Lab 6 — Likelihood curves

Plotting the Binomial likelihood by hand-in-code and reading off the maximum

Purpose. This lab is the computational companion to Week 6 — Maximum likelihood estimation. There, you derived the Binomial MLE by calculus: differentiate the log-likelihood with respect to \(\pi\), set the derivative to zero, and solve to get \(\hat\pi_{MLE} = k/n\). Here, you build the likelihood curve directly from the definition, over a grid of candidate \(\pi\) values, and confirm numerically that the highest point on that curve sits exactly where the calculus said it would. Seeing the curve, and watching a search over candidate values land on the same answer as the derivative, is the point: calculus finds the peak of a curve, and this lab lets you look at the curve.

The idea

A likelihood function \(L(\pi)\) is not a probability distribution over \(\pi\) — it is an ordinary function of \(\pi\), built from data that is already fixed. For the MAC usage-rate survey, the data in hand is fixed: \(n = 100\) students surveyed, \(k = 38\) of them used the MAC at least once this week. Once \(n\) and \(k\) are fixed, the Binomial probability mass function

\[ P(K = k \mid \pi) = \binom{n}{k}\pi^k(1-\pi)^{n-k} \]

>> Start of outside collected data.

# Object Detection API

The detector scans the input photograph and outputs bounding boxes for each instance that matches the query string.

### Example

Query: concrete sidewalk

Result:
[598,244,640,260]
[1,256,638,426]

can be re-read as a function of \(\pi\) for that fixed \(k\), and that re-reading is exactly \(L(\pi)\). Because \(\binom{n}{k}\) does not involve \(\pi\), it does not shift where the maximum falls, but this lab keeps it in place anyway, so the curve you plot is the actual likelihood, not just the kernel.

The idea of this lab is almost embarrassingly direct: instead of taking a derivative, you can just try a lot of values of \(\pi\), compute \(L(\pi)\) (or, better, \(\ell(\pi) = \ln L(\pi)\)) at each one, and see which value gives the largest result. This is a grid search. It does not replace the calculus derivation from Week 6 — it cannot tell you the maximum is a maximum in any exact sense, and it cannot hand you a clean closed-form answer like \(\hat\pi_{MLE} = k/n\). But it is an excellent way to see what the calculus derivation is doing, and a useful sanity check whenever you are not sure you trust an algebraic derivative.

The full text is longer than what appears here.